Crude oil prices continued their fall on Tuesday, with WTI now dipping to levels not seen since before the OPEC+ meeting.
The November contract for WTI crude fell to $83.22 per barrel on Tuesday afternoon—sliding 2.64% from Monday. The last time WTI was this low was days before OPEC+ met, when the group decided to cut 2 million barrels per day from its production targets starting in November.
The price dip is in part attributed to talks about releasing more barrels from the U.S. Strategic Petroleum Reserves. Initial reports suggested that the Biden Administration could release another 10 million barrels and 15 million barrels from the nation’s SPR. Later reports, however, clarified that the figure discussed was part of the 180 million barrels set to be released between March and October—previously disclosed by the Biden Administration. The oil could be sold this week, and would be the final tranche of the 180 million barrels.

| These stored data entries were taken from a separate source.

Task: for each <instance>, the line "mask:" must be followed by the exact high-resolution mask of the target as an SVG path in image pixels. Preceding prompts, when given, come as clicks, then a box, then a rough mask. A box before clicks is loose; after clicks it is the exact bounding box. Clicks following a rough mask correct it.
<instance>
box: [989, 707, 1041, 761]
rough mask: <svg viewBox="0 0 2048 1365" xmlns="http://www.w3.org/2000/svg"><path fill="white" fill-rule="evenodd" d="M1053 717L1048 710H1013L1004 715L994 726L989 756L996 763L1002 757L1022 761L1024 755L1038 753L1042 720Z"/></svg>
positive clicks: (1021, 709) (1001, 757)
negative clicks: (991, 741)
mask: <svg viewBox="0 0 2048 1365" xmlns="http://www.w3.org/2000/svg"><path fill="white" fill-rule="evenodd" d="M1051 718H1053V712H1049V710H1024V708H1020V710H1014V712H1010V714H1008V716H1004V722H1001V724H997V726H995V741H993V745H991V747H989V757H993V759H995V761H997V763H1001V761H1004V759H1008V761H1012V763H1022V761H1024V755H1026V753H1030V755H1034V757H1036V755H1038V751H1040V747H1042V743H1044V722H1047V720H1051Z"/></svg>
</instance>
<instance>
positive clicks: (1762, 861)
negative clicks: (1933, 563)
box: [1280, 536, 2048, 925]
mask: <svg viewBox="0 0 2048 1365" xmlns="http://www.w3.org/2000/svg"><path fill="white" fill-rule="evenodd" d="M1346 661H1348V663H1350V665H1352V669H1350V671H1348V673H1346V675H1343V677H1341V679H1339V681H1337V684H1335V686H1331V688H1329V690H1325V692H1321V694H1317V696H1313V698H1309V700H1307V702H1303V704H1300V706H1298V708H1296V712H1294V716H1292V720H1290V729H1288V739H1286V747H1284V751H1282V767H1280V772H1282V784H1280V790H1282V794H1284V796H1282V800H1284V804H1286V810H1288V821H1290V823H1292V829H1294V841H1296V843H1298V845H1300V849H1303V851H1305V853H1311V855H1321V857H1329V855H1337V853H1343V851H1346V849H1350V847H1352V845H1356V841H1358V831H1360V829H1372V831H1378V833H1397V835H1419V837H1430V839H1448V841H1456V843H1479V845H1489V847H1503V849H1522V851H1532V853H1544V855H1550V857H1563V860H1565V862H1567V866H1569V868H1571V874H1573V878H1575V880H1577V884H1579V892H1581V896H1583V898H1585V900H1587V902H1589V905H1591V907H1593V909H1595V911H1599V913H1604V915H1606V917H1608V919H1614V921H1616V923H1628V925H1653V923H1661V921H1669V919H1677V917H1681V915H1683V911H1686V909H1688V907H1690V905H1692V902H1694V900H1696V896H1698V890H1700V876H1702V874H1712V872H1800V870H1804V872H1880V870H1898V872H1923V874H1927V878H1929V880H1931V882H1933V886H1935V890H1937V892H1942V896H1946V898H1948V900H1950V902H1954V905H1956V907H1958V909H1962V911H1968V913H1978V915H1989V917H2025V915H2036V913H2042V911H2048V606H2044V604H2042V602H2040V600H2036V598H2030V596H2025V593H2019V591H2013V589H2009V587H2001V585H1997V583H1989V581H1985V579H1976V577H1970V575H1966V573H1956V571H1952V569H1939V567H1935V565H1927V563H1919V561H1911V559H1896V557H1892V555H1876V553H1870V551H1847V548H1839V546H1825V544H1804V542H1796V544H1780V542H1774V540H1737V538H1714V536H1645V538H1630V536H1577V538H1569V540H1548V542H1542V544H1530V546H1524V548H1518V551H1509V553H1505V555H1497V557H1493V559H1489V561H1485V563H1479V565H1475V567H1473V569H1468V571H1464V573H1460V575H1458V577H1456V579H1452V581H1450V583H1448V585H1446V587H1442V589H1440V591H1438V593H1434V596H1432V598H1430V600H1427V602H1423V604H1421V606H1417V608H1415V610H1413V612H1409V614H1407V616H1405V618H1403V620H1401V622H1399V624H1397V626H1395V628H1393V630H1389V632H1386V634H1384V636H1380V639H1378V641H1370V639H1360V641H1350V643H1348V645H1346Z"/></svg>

But oil markets are still skittish that the United States could release even more oil from the SPR to counteract high gasoline prices ahead of midterm elections. The United States is congressionally mandated to sell another 26 million barrels of crude from the SPR in the fiscal year 2023, which began on October 1, sparking worry that the US could move to release this in short order, rather than spread out throughout the year.
The U.S. SPR has fallen to 405 million barrels so far this year, from 593 million barrels in inventory at the start of the year, according to official EIA data. It is the lowest amount of crude oil in the SPR inventory since June, 1984.
Aside from the SPR release, another factor weighing on oil prices is the persistent fear of recession, which could sap oil demand.